More Spellings And Standards

In Saturday’s WaPo Secretary Spellings lays out a longer discussion of how last week’s reports don’t have her on the national standards or testing bus yet. She makes two key points explicitly and one implicitly.

Explicit are:

First, [national standards/testing] goes against more than two centuries of American educational tradition. Under the Constitution, states and localities have the primary leadership role in public education. They design the curriculum and pay 90 percent of the bills. Neighborhood schools deserve neighborhood leadership, not dictates from bureaucrats thousands of miles away.

And…

Second, the debate over national standards would become an exercise in lowest-common-denominator politics. We’ve seen it before, most recently during the divisive fight over national history standards in the 1990s.

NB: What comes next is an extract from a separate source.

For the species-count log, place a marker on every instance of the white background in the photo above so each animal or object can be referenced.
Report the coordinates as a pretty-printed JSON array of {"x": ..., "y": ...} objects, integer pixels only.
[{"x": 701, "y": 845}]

The first point is thin gruel everywhere except the Republican primaries. Standing on the local control tradition is simply an appeal to ideology rather than progress and that tradition, and the high variance system it’s produced today, is hardly worth defending just for its own sake.

The second point, however, is compelling and why I think that the bottom-up approach to national standards is the only way to make them meaningful and avoid some train wrecks. As Rick Hess has noted in an article worth your time to check out, there is a natural expansionism in educational standards decision-making that, as the Secretary notes, would come into play here. But, there are some obvious things that the feds could be doing to help foster bottom-up collaboration that they’re not. Namely they could use incentives to encourage interstate cooperation through the allocation of parts of NCLB’s funding.

Her implicit point? It’s inside baseball but it’s that Mike Petrilli is a pain in the ass for them. He’s really put this issue back on the agenda and is working it hard but she’s right that it’s still a “Beltway” issue.